I also love that while they're not earnest - often sound like they're chucking in stuff for jokes and the way they edit speech to be nonsensical is great - they still seem really sincere. I mean, they sound like they're doing stuff very deliberately and care how it's going to come together. It's cool. I don't think my own music sounds anything like theirs, but I find them really inspirational nonetheless.
Labels: music, weekly mp3
Weekly mp3 #42: Dafluke - New Strut
Pheek's label
Archipel 
kicked off as a free-for-download netlabel and has quietly shifted its model towards a freemium style thing where you have to wait 3 or 4 months to get MP3s for free, and can get better quality files if you're willing to pay... or even vinyl and CDs if you're really wild and crazy.
Anyway,
this track dates back to the free-for-download, rep-building, hypens-between-every-word days. 
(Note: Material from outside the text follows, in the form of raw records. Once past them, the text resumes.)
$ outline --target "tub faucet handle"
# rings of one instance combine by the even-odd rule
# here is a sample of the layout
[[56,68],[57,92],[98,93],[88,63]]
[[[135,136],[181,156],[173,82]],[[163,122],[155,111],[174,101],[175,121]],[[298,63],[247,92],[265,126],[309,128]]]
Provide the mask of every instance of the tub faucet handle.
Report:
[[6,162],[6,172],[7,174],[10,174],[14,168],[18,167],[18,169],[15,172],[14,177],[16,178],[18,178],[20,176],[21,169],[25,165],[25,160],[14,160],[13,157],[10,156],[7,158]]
I linked to another free release of theirs
a while back. I have to say I prefer this EP by quite a margin, so am not sure why I held off on it in favour of the Ten & Tracer one...
I dunno how to describe this really. It's house tempo, instrumental electronic stuff. Drum machine beats are more a backbeat than a house thing, with clacky percussion. Bendy guitar notes drop in over gated synth chords (What's gated? Think 'Age of Love' or Justin Timberlake's 'My Love' - reportedly the latter takes the gating pattern from the former). There's a slightly restless feeling with bits and pieces popping in and out of the mix, but the main elements are so cruisy it's not at all jarring.
Dafluke 
is the nom de boom (sorry) of Canadian designer Lucas Granito. Heaps of DJ mixes and live sets on his site. Unlike lots of tech-y tunes his tracks tend to change at least once each. :) I bought one of his other singles, but have to admit this free EP is better. Although he did do a great track where he thoroughly butchered a Tweet acapella until (I guess he hoped) it was unrecognisable.